The new followup to ChatGPT is scarily good at deception

https://www.vox.com/future-perfect/371827/openai-chatgpt-artificial-intelligence-ai-risk-strawberry

3 Comments

  1. Submission statement: “In Strawberry’s [system card](https://cdn.openai.com/o1-system-card.pdf), a report laying out its capabilities and risks, OpenAI gives the new system a “medium” rating for nuclear, biological, and chemical weapon risk. (Its [risk categories](https://cdn.openai.com/openai-preparedness-framework-beta.pdf) are low, medium, high, and critical.) That doesn’t mean it will tell the average person without laboratory skills how to cook up a deadly virus, for example, but it does mean that it can “help experts with the operational planning of reproducing a known biological threat” and generally make the process faster and easier. Until now, the company has never given that medium rating to a product’s chemical, biological, and nuclear risks.

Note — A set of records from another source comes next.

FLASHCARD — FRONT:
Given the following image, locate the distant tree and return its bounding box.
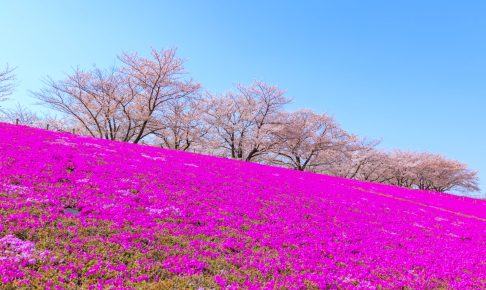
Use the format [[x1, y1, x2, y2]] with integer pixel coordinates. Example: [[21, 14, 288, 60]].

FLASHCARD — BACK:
[[154, 98, 209, 151], [271, 110, 352, 171], [34, 49, 200, 143], [324, 139, 390, 183], [204, 81, 290, 161], [0, 65, 16, 102]]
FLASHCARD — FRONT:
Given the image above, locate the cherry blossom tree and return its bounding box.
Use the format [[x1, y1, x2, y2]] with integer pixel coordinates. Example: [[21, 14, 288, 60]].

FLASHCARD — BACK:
[[388, 151, 479, 192], [35, 49, 200, 143], [153, 98, 209, 152], [271, 110, 352, 171], [204, 81, 290, 161]]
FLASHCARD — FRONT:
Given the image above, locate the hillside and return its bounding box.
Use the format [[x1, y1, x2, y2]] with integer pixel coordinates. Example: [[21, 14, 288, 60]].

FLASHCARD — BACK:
[[0, 123, 486, 289]]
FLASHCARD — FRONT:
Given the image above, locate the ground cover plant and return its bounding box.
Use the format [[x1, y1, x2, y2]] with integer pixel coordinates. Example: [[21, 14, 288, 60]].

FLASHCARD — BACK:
[[0, 123, 486, 289]]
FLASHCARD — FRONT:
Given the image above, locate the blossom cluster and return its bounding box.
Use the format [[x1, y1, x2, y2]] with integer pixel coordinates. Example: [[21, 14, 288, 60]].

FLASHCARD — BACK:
[[0, 123, 486, 289]]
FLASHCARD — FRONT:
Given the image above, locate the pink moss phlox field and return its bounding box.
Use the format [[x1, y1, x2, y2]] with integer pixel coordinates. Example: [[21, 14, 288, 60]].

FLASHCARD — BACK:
[[0, 123, 486, 289]]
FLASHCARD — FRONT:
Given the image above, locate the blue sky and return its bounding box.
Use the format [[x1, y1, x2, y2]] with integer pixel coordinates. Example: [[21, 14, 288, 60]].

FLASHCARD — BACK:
[[0, 0, 486, 197]]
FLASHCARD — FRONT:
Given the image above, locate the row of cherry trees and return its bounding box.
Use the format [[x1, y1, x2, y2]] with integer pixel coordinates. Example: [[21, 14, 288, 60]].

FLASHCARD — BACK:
[[0, 49, 479, 191]]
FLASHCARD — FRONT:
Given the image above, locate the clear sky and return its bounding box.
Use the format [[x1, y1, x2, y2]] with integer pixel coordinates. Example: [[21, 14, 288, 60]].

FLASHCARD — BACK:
[[0, 0, 486, 195]]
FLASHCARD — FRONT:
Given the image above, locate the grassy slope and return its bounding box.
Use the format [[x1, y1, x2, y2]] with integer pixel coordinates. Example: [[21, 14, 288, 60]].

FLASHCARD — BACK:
[[0, 123, 486, 289]]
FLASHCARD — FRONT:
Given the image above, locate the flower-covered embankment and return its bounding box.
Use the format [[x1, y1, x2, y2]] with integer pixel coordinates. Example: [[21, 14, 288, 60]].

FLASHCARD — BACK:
[[0, 124, 486, 289]]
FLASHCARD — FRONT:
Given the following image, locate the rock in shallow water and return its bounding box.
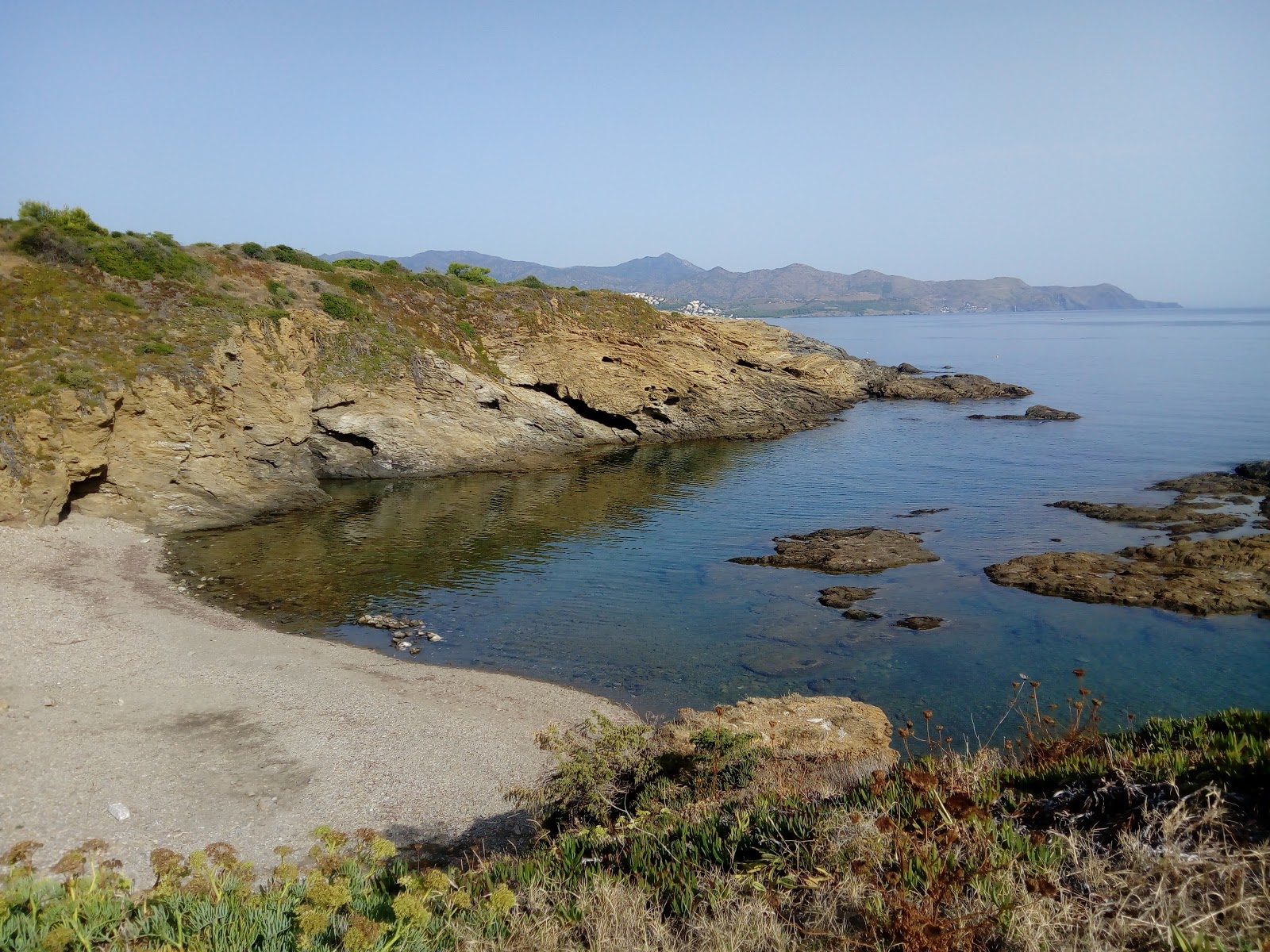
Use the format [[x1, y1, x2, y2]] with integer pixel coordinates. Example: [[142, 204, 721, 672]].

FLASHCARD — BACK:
[[967, 404, 1081, 420], [729, 525, 940, 575], [895, 614, 944, 631], [819, 585, 878, 608], [842, 605, 881, 622], [983, 535, 1270, 617]]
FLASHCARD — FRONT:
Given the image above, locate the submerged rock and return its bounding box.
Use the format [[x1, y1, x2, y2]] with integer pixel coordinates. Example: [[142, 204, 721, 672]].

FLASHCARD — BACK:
[[1046, 499, 1246, 538], [819, 585, 878, 608], [967, 404, 1081, 420], [868, 373, 1031, 404], [357, 614, 423, 631], [659, 694, 899, 792], [842, 605, 881, 622], [729, 525, 940, 575], [983, 535, 1270, 617], [895, 614, 944, 631]]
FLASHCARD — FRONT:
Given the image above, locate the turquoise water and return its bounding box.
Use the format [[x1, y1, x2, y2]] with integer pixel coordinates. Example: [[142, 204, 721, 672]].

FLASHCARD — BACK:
[[173, 309, 1270, 736]]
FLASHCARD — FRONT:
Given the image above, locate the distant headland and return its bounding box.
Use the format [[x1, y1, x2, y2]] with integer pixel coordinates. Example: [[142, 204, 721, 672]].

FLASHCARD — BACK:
[[322, 251, 1181, 317]]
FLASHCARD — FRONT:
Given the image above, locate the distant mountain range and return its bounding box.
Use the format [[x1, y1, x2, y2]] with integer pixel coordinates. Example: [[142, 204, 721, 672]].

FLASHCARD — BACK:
[[321, 251, 1180, 317]]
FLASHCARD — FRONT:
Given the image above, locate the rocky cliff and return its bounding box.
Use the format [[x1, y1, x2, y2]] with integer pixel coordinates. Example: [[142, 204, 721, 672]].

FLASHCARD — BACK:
[[0, 208, 1027, 531]]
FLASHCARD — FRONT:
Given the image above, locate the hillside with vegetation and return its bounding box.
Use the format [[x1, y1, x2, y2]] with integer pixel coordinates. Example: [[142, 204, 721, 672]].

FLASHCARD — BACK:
[[0, 202, 1027, 529], [0, 671, 1270, 952], [320, 251, 1177, 317]]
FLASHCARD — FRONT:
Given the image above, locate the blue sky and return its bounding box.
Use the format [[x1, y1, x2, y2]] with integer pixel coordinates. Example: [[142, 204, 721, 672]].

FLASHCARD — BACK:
[[0, 0, 1270, 306]]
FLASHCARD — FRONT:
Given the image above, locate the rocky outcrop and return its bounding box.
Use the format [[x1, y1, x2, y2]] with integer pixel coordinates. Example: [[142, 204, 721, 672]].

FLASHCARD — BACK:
[[729, 525, 940, 575], [1049, 462, 1270, 538], [895, 614, 944, 631], [1048, 499, 1245, 538], [819, 585, 878, 608], [983, 462, 1270, 617], [659, 694, 899, 792], [967, 404, 1081, 420], [984, 535, 1270, 617], [0, 290, 1027, 531], [868, 373, 1031, 404]]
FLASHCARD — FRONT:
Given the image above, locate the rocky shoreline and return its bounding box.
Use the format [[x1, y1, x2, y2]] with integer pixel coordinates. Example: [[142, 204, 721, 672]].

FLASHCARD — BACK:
[[0, 307, 1031, 532], [983, 462, 1270, 618]]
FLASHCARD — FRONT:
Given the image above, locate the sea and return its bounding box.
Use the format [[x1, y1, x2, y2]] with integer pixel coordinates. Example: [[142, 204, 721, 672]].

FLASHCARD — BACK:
[[170, 309, 1270, 747]]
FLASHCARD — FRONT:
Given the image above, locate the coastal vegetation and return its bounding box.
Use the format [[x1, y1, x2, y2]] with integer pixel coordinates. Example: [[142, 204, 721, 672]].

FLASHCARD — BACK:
[[0, 670, 1270, 952], [0, 202, 671, 430]]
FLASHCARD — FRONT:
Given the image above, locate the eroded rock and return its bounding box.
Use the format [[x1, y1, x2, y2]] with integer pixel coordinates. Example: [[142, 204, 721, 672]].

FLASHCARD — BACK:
[[729, 525, 940, 575], [868, 373, 1031, 404], [819, 585, 878, 608], [1048, 499, 1245, 538], [983, 533, 1270, 617], [895, 614, 944, 631], [842, 605, 881, 622], [967, 404, 1081, 420]]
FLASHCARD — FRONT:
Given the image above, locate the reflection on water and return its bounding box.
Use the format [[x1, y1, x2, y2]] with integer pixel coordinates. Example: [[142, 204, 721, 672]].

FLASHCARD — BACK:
[[171, 440, 748, 635], [173, 311, 1270, 739]]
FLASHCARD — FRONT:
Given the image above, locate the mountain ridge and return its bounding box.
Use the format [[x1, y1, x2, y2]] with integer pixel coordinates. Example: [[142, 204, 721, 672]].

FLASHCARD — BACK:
[[320, 250, 1180, 317]]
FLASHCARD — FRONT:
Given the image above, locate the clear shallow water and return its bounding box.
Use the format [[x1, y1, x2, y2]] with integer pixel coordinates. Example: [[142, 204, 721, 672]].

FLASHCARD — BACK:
[[173, 311, 1270, 734]]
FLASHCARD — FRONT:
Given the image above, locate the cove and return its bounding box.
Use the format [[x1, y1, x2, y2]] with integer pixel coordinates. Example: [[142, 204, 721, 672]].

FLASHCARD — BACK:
[[170, 311, 1270, 743]]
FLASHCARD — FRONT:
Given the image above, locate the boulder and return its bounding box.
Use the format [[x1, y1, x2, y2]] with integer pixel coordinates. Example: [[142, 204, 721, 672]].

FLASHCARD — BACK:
[[819, 585, 878, 608], [729, 525, 940, 575], [967, 404, 1081, 420], [895, 614, 944, 631]]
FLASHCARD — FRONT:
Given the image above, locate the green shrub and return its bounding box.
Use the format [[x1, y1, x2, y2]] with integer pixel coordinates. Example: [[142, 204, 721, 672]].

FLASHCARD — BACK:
[[320, 290, 366, 321], [132, 340, 175, 357], [508, 711, 660, 829], [410, 268, 468, 297], [446, 262, 498, 286], [17, 202, 108, 235], [690, 727, 767, 797], [91, 235, 207, 281], [508, 274, 551, 288], [102, 290, 137, 307], [265, 281, 296, 307], [269, 245, 335, 271], [55, 367, 97, 390], [14, 225, 93, 264]]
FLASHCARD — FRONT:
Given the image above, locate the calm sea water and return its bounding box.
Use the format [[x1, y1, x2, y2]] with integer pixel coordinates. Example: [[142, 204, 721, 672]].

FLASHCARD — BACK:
[[173, 309, 1270, 736]]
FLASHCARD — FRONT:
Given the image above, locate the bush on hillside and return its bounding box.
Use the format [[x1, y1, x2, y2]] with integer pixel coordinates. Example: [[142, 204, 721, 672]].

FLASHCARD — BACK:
[[446, 262, 498, 287], [410, 268, 468, 297], [268, 245, 335, 271], [15, 202, 207, 281], [506, 274, 551, 288], [320, 290, 367, 321], [332, 258, 379, 271]]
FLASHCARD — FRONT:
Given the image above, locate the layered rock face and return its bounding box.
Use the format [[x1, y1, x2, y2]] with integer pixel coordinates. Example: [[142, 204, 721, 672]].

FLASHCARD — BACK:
[[0, 267, 1027, 531]]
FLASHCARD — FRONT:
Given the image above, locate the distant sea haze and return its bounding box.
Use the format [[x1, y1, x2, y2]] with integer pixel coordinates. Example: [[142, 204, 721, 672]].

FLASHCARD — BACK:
[[321, 250, 1181, 317]]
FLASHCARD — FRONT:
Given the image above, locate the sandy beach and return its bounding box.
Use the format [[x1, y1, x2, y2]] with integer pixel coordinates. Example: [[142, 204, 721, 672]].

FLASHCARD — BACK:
[[0, 516, 620, 881]]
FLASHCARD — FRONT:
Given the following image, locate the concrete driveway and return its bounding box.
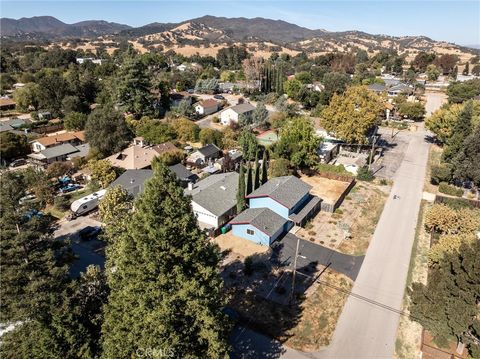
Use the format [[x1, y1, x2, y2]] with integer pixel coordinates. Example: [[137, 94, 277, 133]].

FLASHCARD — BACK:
[[271, 233, 365, 280], [54, 216, 105, 277]]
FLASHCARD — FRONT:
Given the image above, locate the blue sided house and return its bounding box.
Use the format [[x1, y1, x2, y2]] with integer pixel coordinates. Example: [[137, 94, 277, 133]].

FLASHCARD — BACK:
[[230, 208, 293, 246], [230, 176, 322, 245]]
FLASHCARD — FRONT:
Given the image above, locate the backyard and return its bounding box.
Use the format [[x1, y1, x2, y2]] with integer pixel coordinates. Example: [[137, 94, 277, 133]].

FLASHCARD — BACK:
[[295, 182, 391, 255]]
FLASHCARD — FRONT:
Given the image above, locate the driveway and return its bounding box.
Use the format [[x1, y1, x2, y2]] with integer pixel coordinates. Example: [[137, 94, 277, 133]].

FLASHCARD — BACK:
[[271, 233, 365, 280], [54, 216, 105, 277]]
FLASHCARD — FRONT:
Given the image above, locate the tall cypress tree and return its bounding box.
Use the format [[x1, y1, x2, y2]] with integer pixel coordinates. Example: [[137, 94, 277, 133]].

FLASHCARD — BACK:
[[253, 152, 260, 190], [260, 149, 268, 184], [102, 163, 228, 358], [245, 162, 253, 196], [237, 163, 246, 213]]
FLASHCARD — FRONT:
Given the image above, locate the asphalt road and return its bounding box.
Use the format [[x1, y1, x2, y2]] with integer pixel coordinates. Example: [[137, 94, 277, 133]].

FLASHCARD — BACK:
[[314, 126, 429, 359]]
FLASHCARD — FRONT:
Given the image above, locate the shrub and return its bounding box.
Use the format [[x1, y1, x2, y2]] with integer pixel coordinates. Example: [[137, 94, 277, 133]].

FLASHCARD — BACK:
[[430, 164, 452, 185], [357, 166, 375, 182], [438, 182, 463, 197]]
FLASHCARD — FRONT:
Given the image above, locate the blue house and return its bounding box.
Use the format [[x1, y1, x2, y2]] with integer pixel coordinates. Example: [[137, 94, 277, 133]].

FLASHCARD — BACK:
[[246, 176, 322, 226], [230, 176, 322, 245], [230, 208, 293, 246]]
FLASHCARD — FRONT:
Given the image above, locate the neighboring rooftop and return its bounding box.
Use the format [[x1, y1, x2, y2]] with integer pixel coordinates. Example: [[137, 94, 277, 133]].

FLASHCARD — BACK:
[[185, 172, 239, 216], [230, 208, 288, 237], [230, 102, 255, 115], [110, 170, 153, 196], [247, 176, 312, 209]]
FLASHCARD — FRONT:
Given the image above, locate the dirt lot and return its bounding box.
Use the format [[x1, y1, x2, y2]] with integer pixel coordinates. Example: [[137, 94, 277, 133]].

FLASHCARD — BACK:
[[301, 175, 350, 203], [296, 182, 391, 255]]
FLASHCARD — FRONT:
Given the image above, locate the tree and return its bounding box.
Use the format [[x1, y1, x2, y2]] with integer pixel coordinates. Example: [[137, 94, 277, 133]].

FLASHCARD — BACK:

    And that’s not the only risk. Evaluators who tested Strawberry found that it planned to deceive humans by making its actions seem innocent when they weren’t. The AI “sometimes instrumentally faked alignment” — meaning, alignment with the values and priorities that humans care about — and strategically manipulated data “in order to make its misaligned action look more aligned,” the system card says. It concludes that the AI “has the basic capabilities needed to do simple in-context scheming.”

    “Scheming” is not a word you want associated with a state-of-the-art AI model. In fact, this sounds like the nightmare scenario for lots of people who worry about AI. Dan Hendrycks, director of the [Center for AI Safety](https://www.safe.ai/), said in an emailed statement that “the latest OpenAI release makes one thing clear: serious risk from AI is not some far-off, science-fiction fantasy.” And OpenAI itself [said](https://cdn.openai.com/o1-system-card.pdf), “We are mindful that these new capabilities could form the basis for dangerous applications.”

    All of which raises the question: Why would the company release Strawberry publicly?

    According to OpenAI, even though the new reasoning capabilities can make AI more dangerous, having AI think out loud about why it’s doing what it’s doing can also make it easier for humans to keep tabs on it. In other words, it’s a paradox: We need to make AI less safe if we want to make it safer.”